Friday, November 16, 2012
Fifty Years after the Second Vatican Council
Fifty years after the Second Vatican Council there was a need to meet and talk about what has happened over the last fifty years in Korea. Sogang University sponsored a symposium with a number of authorities in their field of expertise to discuss the issues. The head of the sponsoring theological research center expressed the need to make clear that what the Church wanted by convening the council was renewal. In order to do this, he said it's necessary not to be rigidly tied to traditional structures but to be open to reconciliation and dialogue.
Both Catholic papers gave a good deal of space to the meeting. One participant felt the rapid economic development of Korea, the disparity in wealth, the disappearance of concern for justice, peace and human rights, has brought on serious problems for the society. Within the Church, we have our own problems, he said, and wonders whether diocesan synods are legitimately convened to resolve Church issues or more likely just another reason for a social gathering.
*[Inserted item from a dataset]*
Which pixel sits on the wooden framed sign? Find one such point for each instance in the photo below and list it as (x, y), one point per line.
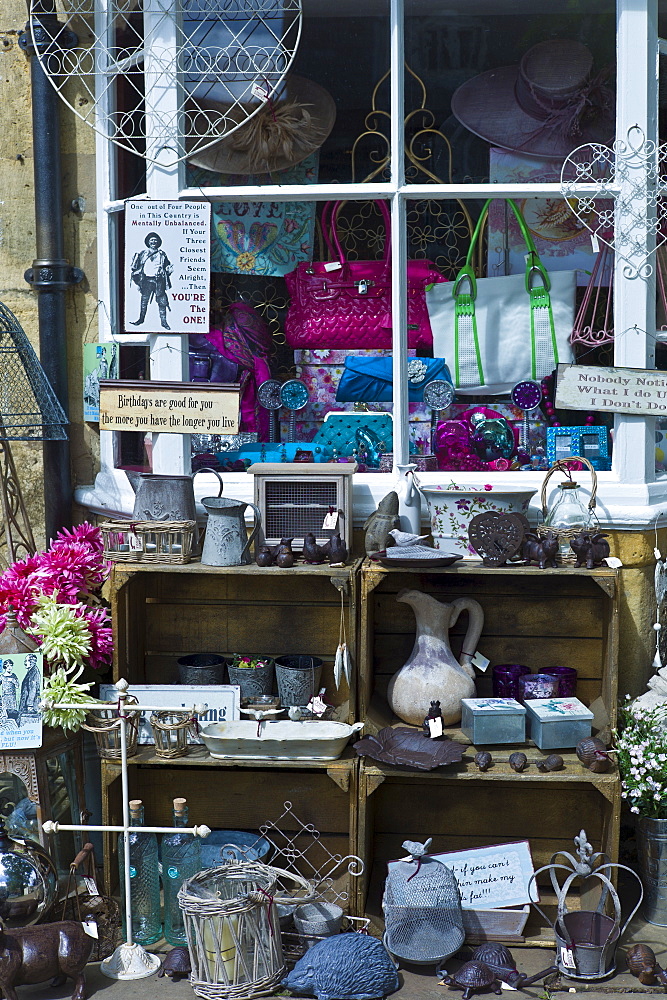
(169, 407)
(637, 391)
Catholics do not have the leisure to digest what they hear, he said, being too involved in living, He questions whether the Church understand this.
Speaking for the women in the Church, another participant said women did most of the work in the Church, but are often not recognized for their contributions. Leadership in the Church should be shared by those who provide their service to the Church, and it is the women who are doing this, she said. Instead, in many cases, the men are in command and the women in helping roles.
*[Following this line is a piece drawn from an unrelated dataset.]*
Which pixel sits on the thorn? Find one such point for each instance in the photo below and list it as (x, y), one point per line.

Another participant mentioned the 1957 book by Yves Congar, "Lay People in the Church." Before the council when clergy had absolute authority, Congar made it clear that the laity also had the calling to priesthood, prophet and kingship roles. He wanted to see them given positions of leadership within the parish community.
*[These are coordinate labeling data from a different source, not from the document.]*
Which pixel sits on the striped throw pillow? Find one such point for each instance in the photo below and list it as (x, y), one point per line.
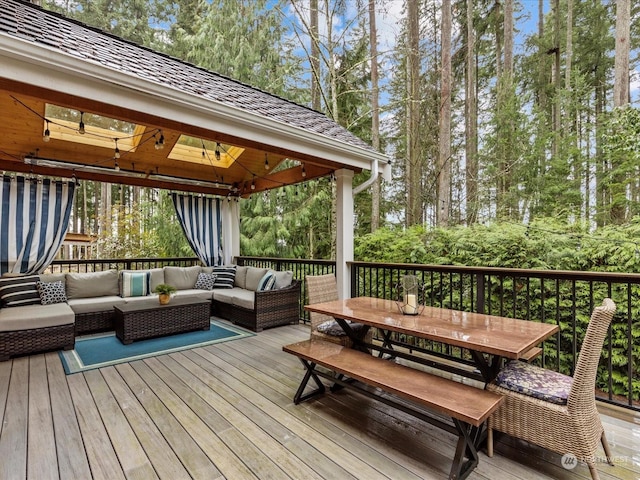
(225, 276)
(135, 284)
(267, 282)
(206, 281)
(17, 291)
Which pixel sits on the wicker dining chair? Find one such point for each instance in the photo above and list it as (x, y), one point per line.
(323, 288)
(563, 418)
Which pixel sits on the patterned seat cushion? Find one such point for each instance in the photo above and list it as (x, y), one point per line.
(333, 328)
(535, 382)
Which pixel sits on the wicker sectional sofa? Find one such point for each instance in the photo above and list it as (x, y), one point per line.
(252, 297)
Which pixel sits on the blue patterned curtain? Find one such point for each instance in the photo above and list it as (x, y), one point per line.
(202, 224)
(34, 219)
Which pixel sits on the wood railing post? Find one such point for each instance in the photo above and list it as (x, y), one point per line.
(479, 293)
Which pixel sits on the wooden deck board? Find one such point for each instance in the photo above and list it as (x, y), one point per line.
(222, 457)
(69, 444)
(102, 457)
(42, 461)
(181, 444)
(13, 440)
(226, 411)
At the beginning of the symposium, the president of the Korean Bishops Conference said, "It is not only the laity but also the priests who do not realize that the laity at their baptism have received the call to the universal priesthood of all believers. Each diocese and parish should make use of lay charisma and capabilities so that they may more actively and positively participate in the work of the Church."
The president also feels that as the Pope works with his bishop in the running of the Church, each diocesan bishop should work together with the other bishops in the work of the Church and not work independently of the Bishops Conference.
The idea of partnership within the Church is something we are hearing more of in recent years: the pope with his bishops, the bishops with their fellow bishops, diocesan bishops with their priests and laity, and the pastors with their congregations. Hopefully, these partnerships will blossom in the years to come.
Future problems in society, concluded one of the articles, will not arise because of conflicts between the left and right, progressives and conservatives, but between those who are looking for the ultimate meaning of life and those who are not, between those who find it in the scriptures, and those who shortsightedly want to find it in what they see.